With the development of science and technology, the birth of scroll compressors, the improvement of frequency conversion technology and the application of fuzzy control technology have made air conditioners gradually enter the era of electronic control. The characteristic of the variable frequency control air conditioner is that the compressor can automatically adjust the amount of cooling (heat) according to the amount of cold (heat) required in the room, which has many advantages and is being favored by the majority of air conditioner users. In general applications of air conditioners with ON/OFF control, due to the structural characteristics of the air conditioner itself, the output of the indoor unit tends to lag behind the output of the compressor, while the hysteresis of the indoor air parameters is greater, which affects the temperature control of the air conditioner. Increased precision and comfort. In addition, the actual operating conditions of the air conditioner are ever-changing. Most of the time, the air conditioner is not working in an optimal state, and the inverter control technology is the best solution to solve the above problems.

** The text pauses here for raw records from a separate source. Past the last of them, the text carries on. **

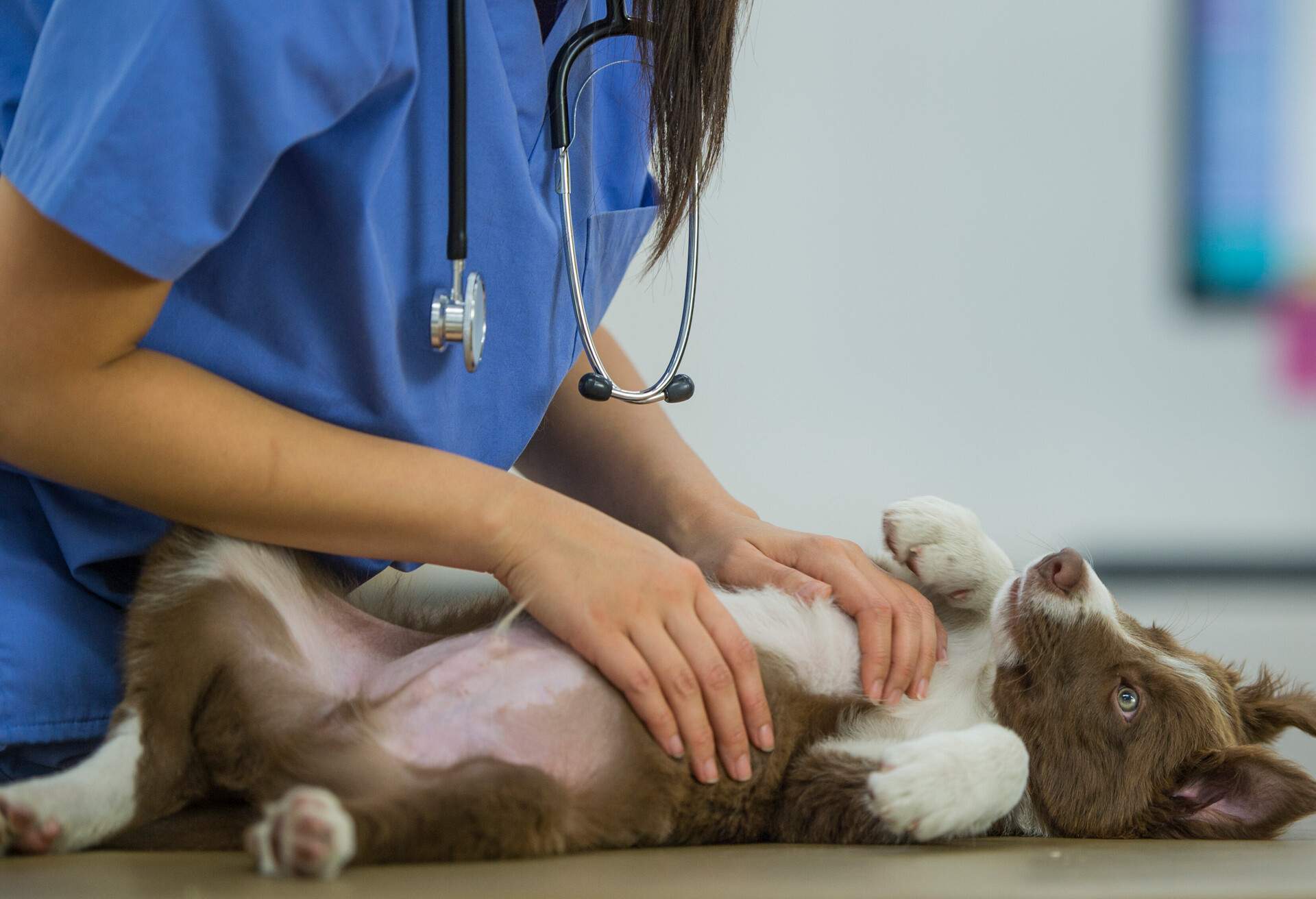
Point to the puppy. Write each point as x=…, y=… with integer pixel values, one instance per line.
x=476, y=735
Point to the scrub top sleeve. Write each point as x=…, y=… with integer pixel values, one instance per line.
x=148, y=127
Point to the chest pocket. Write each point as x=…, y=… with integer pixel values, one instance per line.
x=612, y=240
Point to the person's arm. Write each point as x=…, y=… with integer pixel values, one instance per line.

Since the air conditioner is a complex control object with large lag, nonlinearity and time-varying, it is difficult to obtain good control quality by using the traditional control strategy. The artificial neural network provides a simple solution to such problems with its large-capacity parallel processing, distributed storage, intelligent fuzzy classification, and the ability to self-organize, self-learn and process the intrinsic and difficult to analyze the regularity of the expression. An effective way. This paper introduces a control method based on BP neural network model. It can quickly and accurately synthesize and analyze the data obtained from the actual environment and get the correct conclusion. Therefore, the compressor, the fan and the electronic expansion valve are adjusted by the control unit to react quickly according to the status quo, and the effect of intelligent control is achieved.

1Inverter air conditioner control technology The so-called variable frequency control air conditioner compares the actual environmental state measured by the sensor with the state of the air conditioner system and the set state that people expect to achieve. The fuzzy logic control technology enables the air conditioner control system to have a self-adjusting function. The characteristics, so as to control the variable frequency power supply of the air conditioner and each execution unit, so that the working state of the air conditioner automatically changes with the change of people's requirements and the change of the environmental state, quickly and accurately meet the requirements of the people, and the air conditioner The working state is kept in the most reasonable state.

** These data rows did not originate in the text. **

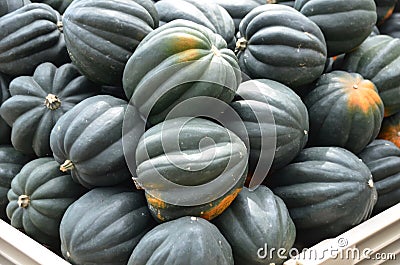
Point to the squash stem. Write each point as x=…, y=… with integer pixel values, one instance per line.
x=52, y=102
x=241, y=45
x=68, y=165
x=23, y=201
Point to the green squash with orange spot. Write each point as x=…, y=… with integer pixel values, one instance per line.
x=185, y=173
x=180, y=60
x=345, y=110
x=391, y=129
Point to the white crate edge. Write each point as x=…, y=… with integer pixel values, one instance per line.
x=18, y=249
x=377, y=233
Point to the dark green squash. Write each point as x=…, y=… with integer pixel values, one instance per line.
x=384, y=9
x=38, y=101
x=185, y=241
x=5, y=130
x=59, y=5
x=203, y=176
x=7, y=6
x=38, y=198
x=281, y=44
x=254, y=220
x=391, y=129
x=238, y=9
x=289, y=124
x=345, y=24
x=101, y=35
x=104, y=226
x=378, y=59
x=391, y=26
x=11, y=162
x=327, y=190
x=345, y=111
x=383, y=159
x=87, y=141
x=206, y=13
x=30, y=36
x=178, y=61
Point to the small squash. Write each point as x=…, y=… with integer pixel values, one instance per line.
x=11, y=163
x=288, y=124
x=38, y=198
x=101, y=35
x=345, y=111
x=327, y=190
x=345, y=24
x=87, y=141
x=391, y=129
x=178, y=61
x=281, y=44
x=254, y=220
x=184, y=174
x=38, y=101
x=383, y=159
x=206, y=13
x=104, y=226
x=30, y=36
x=187, y=240
x=378, y=59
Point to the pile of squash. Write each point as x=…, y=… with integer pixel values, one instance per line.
x=113, y=149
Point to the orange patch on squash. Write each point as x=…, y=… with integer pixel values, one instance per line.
x=362, y=94
x=221, y=206
x=391, y=133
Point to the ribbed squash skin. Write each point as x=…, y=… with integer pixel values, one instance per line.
x=327, y=190
x=290, y=120
x=104, y=226
x=226, y=160
x=5, y=130
x=7, y=6
x=102, y=34
x=185, y=241
x=384, y=9
x=383, y=159
x=49, y=192
x=345, y=24
x=238, y=9
x=59, y=5
x=391, y=26
x=206, y=13
x=32, y=110
x=11, y=162
x=282, y=45
x=345, y=110
x=29, y=37
x=254, y=219
x=90, y=137
x=391, y=129
x=180, y=60
x=378, y=59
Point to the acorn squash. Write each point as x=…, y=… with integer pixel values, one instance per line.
x=383, y=159
x=190, y=167
x=104, y=226
x=187, y=240
x=345, y=110
x=38, y=101
x=38, y=198
x=327, y=190
x=101, y=35
x=279, y=43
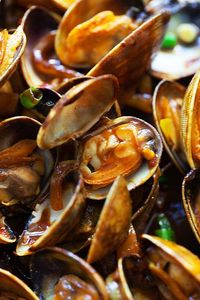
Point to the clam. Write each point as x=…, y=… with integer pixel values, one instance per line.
x=167, y=103
x=130, y=59
x=124, y=146
x=38, y=102
x=65, y=275
x=12, y=46
x=60, y=5
x=40, y=65
x=131, y=280
x=191, y=200
x=24, y=168
x=6, y=234
x=141, y=216
x=89, y=30
x=113, y=224
x=12, y=287
x=81, y=235
x=183, y=60
x=190, y=122
x=78, y=110
x=58, y=211
x=176, y=270
x=9, y=101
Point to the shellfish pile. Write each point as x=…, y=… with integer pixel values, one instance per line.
x=99, y=149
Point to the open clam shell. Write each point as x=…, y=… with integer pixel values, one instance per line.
x=40, y=65
x=186, y=58
x=58, y=264
x=59, y=212
x=129, y=60
x=78, y=110
x=11, y=49
x=113, y=224
x=75, y=24
x=175, y=269
x=25, y=174
x=191, y=200
x=131, y=280
x=167, y=102
x=98, y=185
x=11, y=286
x=190, y=122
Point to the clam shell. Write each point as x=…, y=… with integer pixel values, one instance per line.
x=60, y=5
x=191, y=200
x=12, y=67
x=6, y=234
x=14, y=129
x=190, y=119
x=35, y=31
x=142, y=174
x=40, y=26
x=58, y=222
x=180, y=255
x=77, y=111
x=141, y=216
x=173, y=91
x=11, y=284
x=56, y=263
x=113, y=224
x=82, y=11
x=129, y=60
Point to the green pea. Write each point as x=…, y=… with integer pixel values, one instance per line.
x=30, y=97
x=165, y=230
x=169, y=41
x=165, y=234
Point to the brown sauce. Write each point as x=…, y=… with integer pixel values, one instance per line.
x=73, y=288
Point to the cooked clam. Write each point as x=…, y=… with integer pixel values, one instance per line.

1 msp430 microcontroller as the control core TI's msp430 series of microcontrollers is an ultra-low power mixed-signal controller, including a series of devices.

The 16 registers and constant generators in the CPU enable the MSP430 microcontroller to achieve the highest code efficiency; a flexible clock source allows the device to achieve the lowest power consumption; and a digitally controlled oscillator allows the device to quickly wake up from a low-power mode Activate to an active mode of operation in less than 6μs. At the same time, it has the following characteristics: low voltage, ultra-low power consumption; powerful processing capability, which can produce high-efficiency source program; stable system operation; rich on-chip peripherals, which can integrate rich on-chip peripherals; Conversion rate; convenient and efficient development environment, development language is assembly language and C language.

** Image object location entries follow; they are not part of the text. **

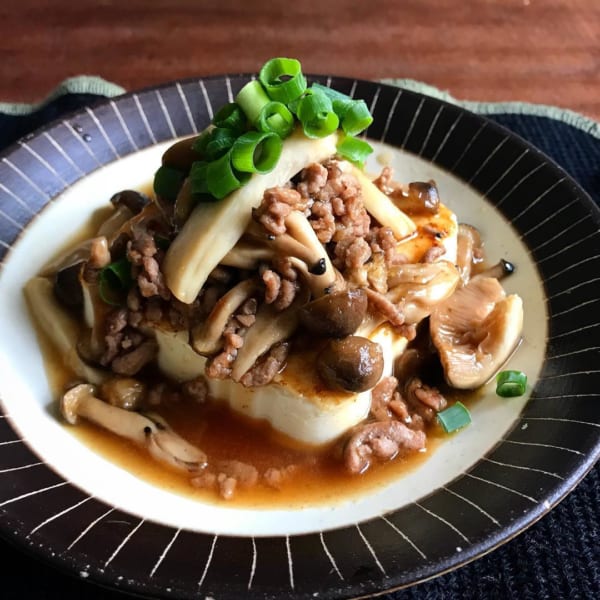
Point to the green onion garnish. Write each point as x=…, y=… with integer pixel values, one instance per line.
x=511, y=383
x=168, y=182
x=251, y=99
x=199, y=146
x=114, y=281
x=455, y=417
x=256, y=152
x=275, y=117
x=354, y=150
x=356, y=117
x=282, y=79
x=315, y=112
x=198, y=185
x=222, y=179
x=231, y=117
x=220, y=142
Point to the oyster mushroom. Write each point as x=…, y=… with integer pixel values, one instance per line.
x=475, y=331
x=149, y=431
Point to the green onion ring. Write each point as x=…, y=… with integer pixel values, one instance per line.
x=356, y=117
x=251, y=99
x=256, y=152
x=275, y=117
x=221, y=179
x=198, y=185
x=114, y=281
x=220, y=142
x=511, y=383
x=354, y=150
x=454, y=417
x=167, y=183
x=231, y=117
x=282, y=79
x=315, y=112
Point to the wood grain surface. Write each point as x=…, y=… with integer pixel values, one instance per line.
x=543, y=51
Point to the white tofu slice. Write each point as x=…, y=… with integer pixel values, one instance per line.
x=295, y=403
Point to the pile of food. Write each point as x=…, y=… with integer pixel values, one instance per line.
x=270, y=273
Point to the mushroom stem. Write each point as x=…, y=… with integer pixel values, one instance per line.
x=149, y=431
x=206, y=337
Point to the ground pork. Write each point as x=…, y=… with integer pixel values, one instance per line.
x=266, y=367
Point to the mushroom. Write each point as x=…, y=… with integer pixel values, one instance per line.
x=270, y=327
x=381, y=206
x=335, y=315
x=421, y=286
x=206, y=337
x=149, y=431
x=469, y=250
x=475, y=331
x=214, y=228
x=307, y=254
x=352, y=364
x=420, y=198
x=123, y=392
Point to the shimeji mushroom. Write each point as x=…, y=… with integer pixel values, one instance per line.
x=270, y=328
x=149, y=431
x=206, y=337
x=60, y=327
x=475, y=331
x=421, y=286
x=381, y=206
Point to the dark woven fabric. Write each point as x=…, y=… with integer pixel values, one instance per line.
x=557, y=558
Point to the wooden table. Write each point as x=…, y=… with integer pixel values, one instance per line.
x=543, y=51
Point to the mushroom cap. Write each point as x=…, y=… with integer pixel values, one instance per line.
x=71, y=399
x=475, y=331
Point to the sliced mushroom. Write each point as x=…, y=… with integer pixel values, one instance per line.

The msp430 MCU mainly completes the following functions: comprehensive indoor unit refrigeration data for variable frequency speed regulation of the compressor; respectively controls each electronic expansion valve according to the data transmitted in each room; monitors the outdoor ambient temperature, the condenser temperature, whether the compressor is normal, and determines the whole machine Working state, control compressor, electronic expansion valve.

1 2 Inverter air conditioner control unit Inverter air conditioner control unit can be divided into three relatively independent parts: remote control transmitter, indoor control unit and outdoor control unit.

A Bluetooth wireless communication module is used for communication between the remote control transmitter and the indoor control unit, and the indoor control unit and the outdoor control unit perform two-way communication to exchange information. The indoor control unit controls the operation of the air conditioner according to the command issued by the remote control transmitter and the state of the system, calculates the operating frequency of the compressor, and controls the opening and closing of the outdoor power supply. The outdoor control unit controls the operation of the outdoor part of the air conditioner according to the instruction of the indoor control unit, and can perform the special state operation independently. The schematic is as follows:

(1) The remote control adopts 4-bit single-chip microcomputer with keyboard input, infrared light-emitting diode and LCD display. The chip has LCD control drive circuit, which can directly drive the LCD display.

(2) Indoor control unit: The indoor control unit is composed of a main control board, an L ED display board and a wireless receiving module. The main functions of the indoor control unit: measuring the indoor return air temperature and the evaporator outlet temperature and the evaporator inlet temperature; receiving and processing the signal from the remote control transmitter, combined with the state control state of the system; controlling the operation and speed of the indoor fan; Control the swing and position of the air deflector; calculate the operating frequency of the compressor according to the indoor temperature, target temperature and its changes; communicate with the outdoor control unit; control the power supply of the outdoor part; display the indoor temperature, target temperature and system operating status with L ED , fault information, etc.

The core of the indoor control unit is the operational control and frequency calculation of the compressor. In this controller, the control method based on BP neural network is adopted to achieve the effects of fast cooling (heating) speed, small overshoot and accurate and stable temperature control. After reaching a steady state, the room temperature can be controlled within the target temperature range of ±0 15 °C.

(3) Outdoor control unit: The outdoor control unit consists of the main circuit of the inverter and the control board.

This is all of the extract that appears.